Opinion in Ontario is divided as to the best course that reform in administration should take. There are advocates in favor
of extending the township scheme and others who favor a county unit. In 1932 the Ontario Minister of Education estimated that 199 small rural schools could be closed and suitable arrangements made for educating the pupils in neighboring schools even without providing transportation; but by using modern transportation facilities the number of small schools which could be closed w’ould be many times this number. Some educationists feel that a larger administrative unit is the most pressing need of education in Ontario; they forecast as an advantage the reduction of the number of rural public school authorities in the counties from about 4,800 to 430. With the success of the plan in York Township and in the Western provinces, it is expected that the scheme will be rapidly extended throughout Ontario.
A National Concern
SINCE the depression our educational system has come in for a lot of criticism. Many jobless people have also asked themselves if it all makes sense. An “outside audit” of the system has been advocated to bring education back closer to reality. Another criticism is that in Canada we have no Federal authority to take a general view of the situation, to make surveys and appraisals and so place an authoritative body of information at the service of the provinces, which all along have been working in separate compartments, each more or less in the dark as to what others are doing.

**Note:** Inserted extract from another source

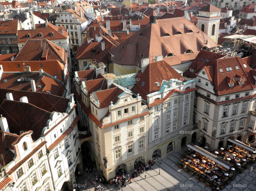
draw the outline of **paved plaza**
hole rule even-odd
[[[192,190],[209,191],[210,188],[205,183],[202,183],[196,179],[194,175],[191,175],[180,168],[177,164],[179,158],[182,158],[187,152],[187,148],[183,147],[178,152],[167,154],[163,158],[164,163],[161,165],[160,174],[159,174],[159,166],[155,164],[151,170],[146,171],[140,176],[132,179],[131,184],[127,184],[123,188],[123,191],[167,191],[170,190]],[[95,174],[88,174],[85,172],[84,177],[79,179],[78,182],[83,185],[85,182],[89,188],[81,188],[80,190],[94,190],[93,181],[98,172]],[[147,178],[145,178],[145,175]],[[236,179],[222,190],[224,191],[256,190],[256,163],[249,166],[248,169],[241,174],[238,175]],[[99,184],[98,181],[97,185]],[[103,190],[118,190],[119,188],[114,185],[105,184],[102,185]],[[122,189],[121,189],[122,190]]]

Education is the concern of the provinces under Confederation, but in the last half century the whole pattern of life has changed with no commensurate educational change in rural areas where fifty per cent of the school population is found. To compete in a high-geared world the rural child must have access to the best type of education available.

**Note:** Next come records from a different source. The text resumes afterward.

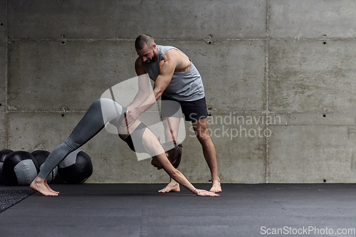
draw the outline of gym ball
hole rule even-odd
[[[38,174],[37,161],[30,152],[17,151],[10,153],[2,167],[6,184],[29,185]]]
[[[36,150],[34,152],[32,152],[31,153],[33,157],[36,159],[37,161],[37,163],[38,163],[38,167],[40,168],[40,171],[42,169],[42,167],[43,166],[44,162],[47,159],[47,157],[49,156],[51,152],[47,152],[47,151],[43,151],[43,150]],[[57,176],[57,174],[58,172],[58,167],[56,167],[53,170],[49,173],[48,176],[47,177],[47,183],[51,184],[56,177]]]
[[[68,184],[83,183],[92,174],[93,164],[90,157],[78,149],[70,153],[58,164],[58,174]]]
[[[0,184],[5,184],[5,180],[2,175],[2,165],[7,155],[14,152],[11,149],[3,149],[0,151]]]

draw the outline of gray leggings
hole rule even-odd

It is, after all, a national concern. Ottawa has recognized this from time to time in grants for technical and agricultural education, but in the view' of leaders in education a uniform advance cannot be made in Canada until the Dominion establishes a bureau of education, for research to supply the provinces with up-to-date information, to suggest means of co-ordination and to indicate the extent to which provincial grants should be supplemented.
The setting up of larger units in all provinces is a forward step. Their success is a rousing demonstration of community self-help, in fact the greatest event that has ever occurred in this field. Actually we are only beginning a movement which will eventually bring the system more in accord w’ith the complex requirements of modern life.